Triggered responses allow your agent to send messages outside the normal request/reply cycle. This enables proactive, human-like interactions where the agent can reach out to customers without waiting for them to speak first, or to follow-up during long-running operations, or when the customer is idle.

Why Triggered Responses?​

We've all experienced situations where a customer service representative says "Let me check that for you" while looking something up, or a store employee approaches us asking "Is there anything I can help you with?" without us initiating the conversation.

Triggered responses let your AI agents replicate these natural interactions by sending messages whenever your application decides it's appropriate, not just in response to customer input.

Triggering Agent Responses​

Triggering from Within a Tool​

To trigger a response internally from within a tool's long-running background task, see Deferred Follow-Ups below.

Triggering from an External System​

From an external system, you can trigger an agent response by creating a message event with source: "ai_agent" via the client SDK or REST API.

from parlant.client import AsyncParlantClient

client = AsyncParlantClient(base_url="http://localhost:8800")

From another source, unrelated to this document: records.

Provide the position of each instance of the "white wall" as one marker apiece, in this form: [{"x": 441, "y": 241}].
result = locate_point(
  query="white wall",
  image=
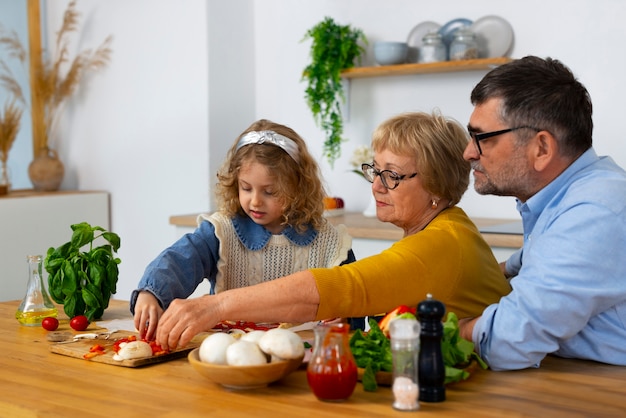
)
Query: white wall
[{"x": 152, "y": 128}]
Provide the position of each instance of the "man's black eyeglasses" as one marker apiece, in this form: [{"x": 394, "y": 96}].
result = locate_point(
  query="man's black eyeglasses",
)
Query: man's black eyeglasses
[
  {"x": 390, "y": 179},
  {"x": 477, "y": 137}
]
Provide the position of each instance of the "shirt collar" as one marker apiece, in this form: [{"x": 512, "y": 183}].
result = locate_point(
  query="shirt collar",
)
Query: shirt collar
[{"x": 254, "y": 236}]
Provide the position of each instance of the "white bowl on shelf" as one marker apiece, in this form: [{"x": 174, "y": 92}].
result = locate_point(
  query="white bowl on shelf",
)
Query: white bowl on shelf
[{"x": 390, "y": 53}]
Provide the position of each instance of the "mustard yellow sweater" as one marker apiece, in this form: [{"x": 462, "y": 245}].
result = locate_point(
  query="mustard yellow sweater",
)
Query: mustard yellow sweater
[{"x": 448, "y": 259}]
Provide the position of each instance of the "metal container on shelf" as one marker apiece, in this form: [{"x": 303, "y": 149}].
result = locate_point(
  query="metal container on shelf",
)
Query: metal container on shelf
[
  {"x": 463, "y": 46},
  {"x": 433, "y": 49}
]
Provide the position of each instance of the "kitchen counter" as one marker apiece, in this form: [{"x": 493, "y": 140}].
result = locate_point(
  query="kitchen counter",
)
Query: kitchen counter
[
  {"x": 506, "y": 233},
  {"x": 38, "y": 383}
]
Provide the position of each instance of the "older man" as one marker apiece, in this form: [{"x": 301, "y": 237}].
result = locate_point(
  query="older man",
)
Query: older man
[{"x": 531, "y": 137}]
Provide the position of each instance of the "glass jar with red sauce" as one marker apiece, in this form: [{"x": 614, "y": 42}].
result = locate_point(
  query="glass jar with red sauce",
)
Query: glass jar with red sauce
[{"x": 332, "y": 372}]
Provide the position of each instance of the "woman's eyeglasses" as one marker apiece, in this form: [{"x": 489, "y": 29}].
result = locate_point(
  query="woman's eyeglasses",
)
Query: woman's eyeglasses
[{"x": 390, "y": 179}]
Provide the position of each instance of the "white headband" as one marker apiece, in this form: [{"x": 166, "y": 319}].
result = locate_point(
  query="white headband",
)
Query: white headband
[{"x": 270, "y": 137}]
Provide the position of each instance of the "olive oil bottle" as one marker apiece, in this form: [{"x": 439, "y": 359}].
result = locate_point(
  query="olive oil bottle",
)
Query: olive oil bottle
[{"x": 36, "y": 305}]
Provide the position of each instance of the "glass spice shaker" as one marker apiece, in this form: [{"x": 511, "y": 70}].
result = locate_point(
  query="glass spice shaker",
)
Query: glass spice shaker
[
  {"x": 433, "y": 49},
  {"x": 405, "y": 346},
  {"x": 36, "y": 305},
  {"x": 464, "y": 45}
]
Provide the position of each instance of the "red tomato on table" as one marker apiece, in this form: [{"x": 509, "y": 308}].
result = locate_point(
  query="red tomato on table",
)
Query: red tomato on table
[{"x": 79, "y": 323}]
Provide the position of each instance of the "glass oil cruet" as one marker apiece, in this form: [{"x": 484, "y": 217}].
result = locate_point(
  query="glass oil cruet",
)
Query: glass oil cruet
[
  {"x": 36, "y": 305},
  {"x": 332, "y": 371}
]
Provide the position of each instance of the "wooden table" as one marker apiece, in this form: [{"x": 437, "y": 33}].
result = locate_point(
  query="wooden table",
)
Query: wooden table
[{"x": 37, "y": 383}]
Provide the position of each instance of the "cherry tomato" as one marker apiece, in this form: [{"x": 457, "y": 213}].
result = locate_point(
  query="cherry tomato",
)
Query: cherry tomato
[
  {"x": 79, "y": 323},
  {"x": 49, "y": 323}
]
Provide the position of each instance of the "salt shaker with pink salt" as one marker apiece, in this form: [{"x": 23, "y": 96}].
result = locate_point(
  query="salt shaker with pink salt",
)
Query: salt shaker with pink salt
[{"x": 405, "y": 344}]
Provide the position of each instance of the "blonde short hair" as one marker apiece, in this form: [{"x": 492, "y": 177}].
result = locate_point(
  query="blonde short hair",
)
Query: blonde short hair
[{"x": 436, "y": 143}]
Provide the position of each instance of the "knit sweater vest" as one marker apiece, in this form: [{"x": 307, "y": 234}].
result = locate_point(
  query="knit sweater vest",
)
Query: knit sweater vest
[{"x": 241, "y": 267}]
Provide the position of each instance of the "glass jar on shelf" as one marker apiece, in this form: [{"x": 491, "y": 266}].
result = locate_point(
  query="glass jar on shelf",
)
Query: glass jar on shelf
[
  {"x": 463, "y": 46},
  {"x": 432, "y": 50}
]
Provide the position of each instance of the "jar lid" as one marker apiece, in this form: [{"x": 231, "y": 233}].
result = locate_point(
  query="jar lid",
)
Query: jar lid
[
  {"x": 464, "y": 32},
  {"x": 404, "y": 328},
  {"x": 432, "y": 36}
]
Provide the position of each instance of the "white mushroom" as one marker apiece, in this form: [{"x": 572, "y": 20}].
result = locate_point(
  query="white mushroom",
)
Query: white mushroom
[
  {"x": 245, "y": 353},
  {"x": 133, "y": 349},
  {"x": 213, "y": 348},
  {"x": 282, "y": 344}
]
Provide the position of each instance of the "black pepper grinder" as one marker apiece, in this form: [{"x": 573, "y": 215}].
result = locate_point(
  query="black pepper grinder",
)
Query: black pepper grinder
[{"x": 432, "y": 373}]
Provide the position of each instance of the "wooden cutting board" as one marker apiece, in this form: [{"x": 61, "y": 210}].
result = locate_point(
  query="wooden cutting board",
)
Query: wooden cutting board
[{"x": 81, "y": 347}]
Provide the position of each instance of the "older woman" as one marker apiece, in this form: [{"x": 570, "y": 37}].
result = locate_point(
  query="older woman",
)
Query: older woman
[{"x": 418, "y": 176}]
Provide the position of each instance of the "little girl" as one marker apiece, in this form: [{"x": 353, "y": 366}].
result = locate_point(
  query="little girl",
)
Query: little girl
[{"x": 270, "y": 224}]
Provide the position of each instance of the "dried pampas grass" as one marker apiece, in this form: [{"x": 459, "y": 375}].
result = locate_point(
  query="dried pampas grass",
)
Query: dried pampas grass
[
  {"x": 10, "y": 119},
  {"x": 57, "y": 79}
]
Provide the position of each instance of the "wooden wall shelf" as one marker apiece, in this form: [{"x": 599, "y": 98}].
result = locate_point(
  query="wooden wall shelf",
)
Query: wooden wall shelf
[{"x": 435, "y": 67}]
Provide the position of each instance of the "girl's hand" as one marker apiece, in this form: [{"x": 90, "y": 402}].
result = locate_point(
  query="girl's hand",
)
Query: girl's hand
[{"x": 147, "y": 315}]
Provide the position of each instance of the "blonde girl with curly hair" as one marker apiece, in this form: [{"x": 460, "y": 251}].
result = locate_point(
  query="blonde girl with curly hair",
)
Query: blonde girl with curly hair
[{"x": 269, "y": 224}]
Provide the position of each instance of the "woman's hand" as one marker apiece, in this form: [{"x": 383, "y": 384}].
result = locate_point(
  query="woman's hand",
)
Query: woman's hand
[
  {"x": 147, "y": 315},
  {"x": 185, "y": 318}
]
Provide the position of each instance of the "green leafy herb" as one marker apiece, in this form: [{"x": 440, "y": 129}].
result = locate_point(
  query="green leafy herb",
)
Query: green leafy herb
[
  {"x": 333, "y": 50},
  {"x": 457, "y": 352},
  {"x": 84, "y": 281},
  {"x": 372, "y": 352}
]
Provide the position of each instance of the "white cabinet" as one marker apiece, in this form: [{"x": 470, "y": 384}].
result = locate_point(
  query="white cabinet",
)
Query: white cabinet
[{"x": 31, "y": 222}]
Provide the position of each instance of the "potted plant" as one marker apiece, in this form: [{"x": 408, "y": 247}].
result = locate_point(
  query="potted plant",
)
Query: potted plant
[
  {"x": 334, "y": 49},
  {"x": 53, "y": 82},
  {"x": 82, "y": 277}
]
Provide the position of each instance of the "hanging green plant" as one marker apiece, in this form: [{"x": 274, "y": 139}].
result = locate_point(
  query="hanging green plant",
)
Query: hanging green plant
[{"x": 334, "y": 49}]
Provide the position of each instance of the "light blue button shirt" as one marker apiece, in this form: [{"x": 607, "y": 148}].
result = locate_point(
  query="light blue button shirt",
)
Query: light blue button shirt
[
  {"x": 180, "y": 268},
  {"x": 569, "y": 294}
]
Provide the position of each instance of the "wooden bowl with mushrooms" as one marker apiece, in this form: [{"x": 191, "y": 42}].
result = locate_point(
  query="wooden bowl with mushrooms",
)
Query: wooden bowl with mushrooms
[{"x": 249, "y": 361}]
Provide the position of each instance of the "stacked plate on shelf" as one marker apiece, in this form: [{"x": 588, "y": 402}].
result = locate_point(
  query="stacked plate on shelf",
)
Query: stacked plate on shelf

# Trigger the agent to generate a response
await client.sessions.create_event(
session_id=SESSION_ID,
kind="message",
source="ai_agent",
)

When you trigger an agent response this way, the agent will generate a contextually appropriate message based on the current conversation state and active guidelines.

Guided Responses​

You can guide what the agent says by providing guidelines with the trigger. This is useful when you want the agent to communicate something specific.

await client.sessions.create_event(
session_id=SESSION_ID,
kind="message",
source="ai_agent",
guidelines=[
{
"action": "Ask if the customer needs any more help",
}
],
)

Common Use Cases​

Inactivity Follow-ups​

Trigger a follow-up when the customer hasn't responded for a while:

import asyncio

async def monitor_session(session_id: str):
while True:
await asyncio.sleep(30) # Check every 30 seconds

session = client.sessions.get(session_id)
last_event = get_last_customer_message(session)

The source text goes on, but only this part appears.